Le reste de l’ouvrage est consacré aux cent photographies sélectionnées et organisées par Gulnara Samoilova. Plutôt que de rassembler les images de manière thématique ou encore géographique, Samoilova a choisi de les laisser parler d’elles-mêmes, en refusant d’imposer une interprétation sociopolitique, historique ou contextuelle au lecteur. L’enchaînement a été établi en fonction d’un élément commun aux images qui se succèdent. Parfois, l’ordre s’explique par une composition similaire, comme dans le cas d’A Connection (2018) de Victoria Orlova et de Breakup (2018) de Marina Volskaya-Nikitina, qui présentent toutes deux des adolescents se tournant le dos. C’est la couleur qui permet de justifier la transition entre la photo de Volskaya-Nikitina et Untitled (2019) d’Andrea Torrei. Alors que Breakup présente une scène nocturne dominée par une lumière verte, où deux adolescents marchent en directions opposées sur une rue de Nijni Novgoroden Russie, Untitled, prise à Harar en Éthiopie, montre quatre adolescentes, trois portant des vêtements verts, reve­nant de l’école et s’amusant dans la rue dont l’un des murs est peint en vert. Ce choix d’enchaînement des images, fort stratégique, permet de témoigner de la grande variété d’approches de la photographie de rue, mais offre aussi un parcours qui reflète la complexité du monde dans lequel nous vivons : nous passons d’images mystérieuses à des images cocasses, puis à des images romantiques et, enfin, à des images des plus poétiques.

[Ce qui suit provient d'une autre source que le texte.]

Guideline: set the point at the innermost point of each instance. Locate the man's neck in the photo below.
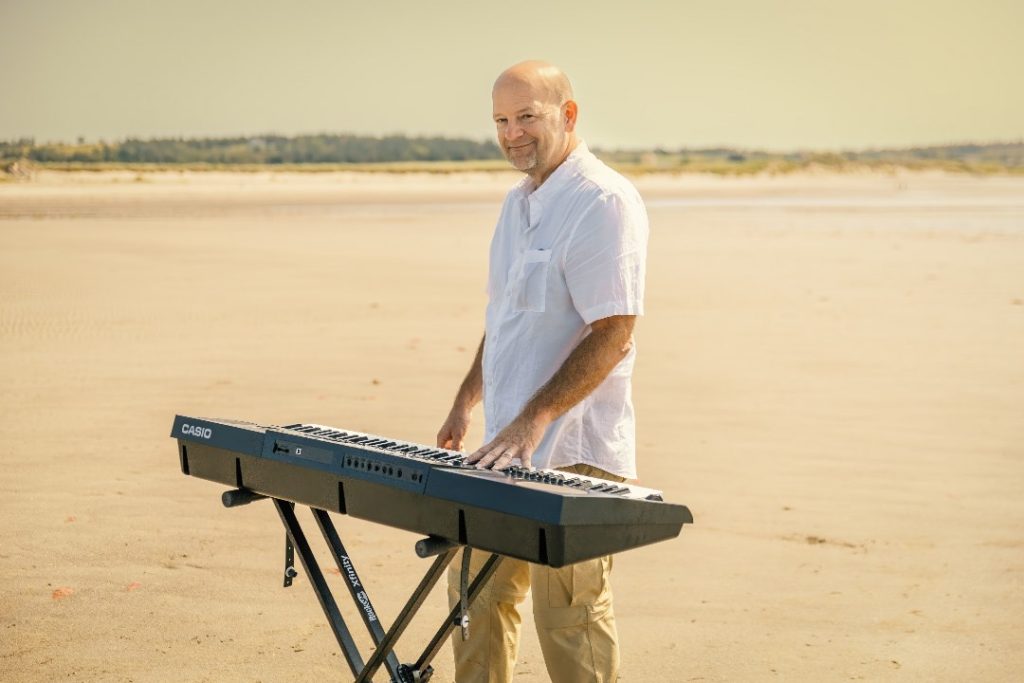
(569, 147)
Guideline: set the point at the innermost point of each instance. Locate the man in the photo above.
(554, 368)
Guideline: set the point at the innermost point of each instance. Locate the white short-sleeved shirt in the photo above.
(571, 252)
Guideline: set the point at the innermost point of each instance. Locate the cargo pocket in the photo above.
(581, 585)
(531, 287)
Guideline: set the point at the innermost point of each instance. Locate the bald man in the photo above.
(553, 370)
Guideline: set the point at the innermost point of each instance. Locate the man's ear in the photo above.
(571, 112)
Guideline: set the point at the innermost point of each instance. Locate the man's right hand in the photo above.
(453, 433)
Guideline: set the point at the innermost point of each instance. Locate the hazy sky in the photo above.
(822, 74)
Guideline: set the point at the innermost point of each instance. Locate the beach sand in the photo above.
(830, 375)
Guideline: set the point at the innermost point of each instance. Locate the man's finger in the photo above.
(489, 454)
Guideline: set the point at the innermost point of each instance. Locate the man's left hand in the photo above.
(519, 439)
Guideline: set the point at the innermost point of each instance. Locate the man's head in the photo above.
(536, 117)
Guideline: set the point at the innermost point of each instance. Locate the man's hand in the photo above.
(519, 439)
(453, 433)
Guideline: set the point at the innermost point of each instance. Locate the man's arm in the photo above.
(453, 432)
(588, 365)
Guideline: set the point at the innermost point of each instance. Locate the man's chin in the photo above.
(525, 164)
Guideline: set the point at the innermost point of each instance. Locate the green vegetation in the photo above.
(396, 154)
(266, 150)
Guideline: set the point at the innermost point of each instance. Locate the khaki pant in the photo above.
(571, 610)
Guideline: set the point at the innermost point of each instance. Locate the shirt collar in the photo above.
(558, 177)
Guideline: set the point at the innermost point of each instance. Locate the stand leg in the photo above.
(407, 613)
(474, 589)
(348, 648)
(359, 596)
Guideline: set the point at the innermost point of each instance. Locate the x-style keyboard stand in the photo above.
(384, 641)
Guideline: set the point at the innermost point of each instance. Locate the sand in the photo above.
(830, 376)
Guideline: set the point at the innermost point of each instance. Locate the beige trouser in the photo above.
(571, 610)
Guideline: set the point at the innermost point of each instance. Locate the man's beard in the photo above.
(525, 162)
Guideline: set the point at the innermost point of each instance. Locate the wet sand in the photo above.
(830, 376)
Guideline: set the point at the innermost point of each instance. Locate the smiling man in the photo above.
(565, 285)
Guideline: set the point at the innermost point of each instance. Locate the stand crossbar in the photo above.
(384, 654)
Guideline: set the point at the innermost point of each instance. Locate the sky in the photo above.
(752, 74)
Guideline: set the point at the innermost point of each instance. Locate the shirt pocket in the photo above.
(529, 289)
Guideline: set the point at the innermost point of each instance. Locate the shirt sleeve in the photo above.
(605, 261)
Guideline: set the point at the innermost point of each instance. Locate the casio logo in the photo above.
(194, 430)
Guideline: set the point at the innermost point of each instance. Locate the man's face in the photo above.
(531, 130)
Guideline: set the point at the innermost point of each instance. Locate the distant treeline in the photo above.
(970, 157)
(318, 152)
(256, 150)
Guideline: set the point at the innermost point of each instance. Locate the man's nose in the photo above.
(512, 131)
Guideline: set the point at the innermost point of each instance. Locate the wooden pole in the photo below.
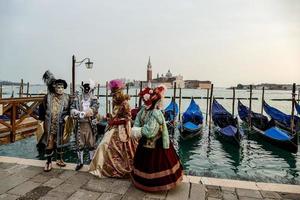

Women Street Photographers permet non seulement de magnifiques découvertes, mais il met en lumière les heureux hasards liés à notre expérience de l’espace public, comme en témoigne la magnifique photographie d’Ania Klosek opposant la spontanéité d’une danseuse de ballet exécutant un saut et l’expression indifférente d’une femme âgée, de retour du marché. Bien qu’une première lecture de l’ouvrage puisse décevoir le lecteur désirant découvrir un texte en profondeur sur la photographie de rue, offrant des interprétations des images sélectionnées, une consultation attentive permet de réaliser à quel point ce dernier a été conçu de manière intelligente et qu’il s’agit en fait d’un volume qui gagne à être consulté, encore et encore.

 


Ariane Noël de Tilly est professeure au Département d’histoire de l’art du Savannah College of Art and Design. Elle est titulaire d’un doctorat en histoire de l’art de l’Université d’Amsterdam et a complété des études postdoctorales à la University of British Columbia. Ses recherches portent sur l’exposition et la préservation de l’art contemporain, sur l’histoire des expositions, ainsi que sur l’art engagé.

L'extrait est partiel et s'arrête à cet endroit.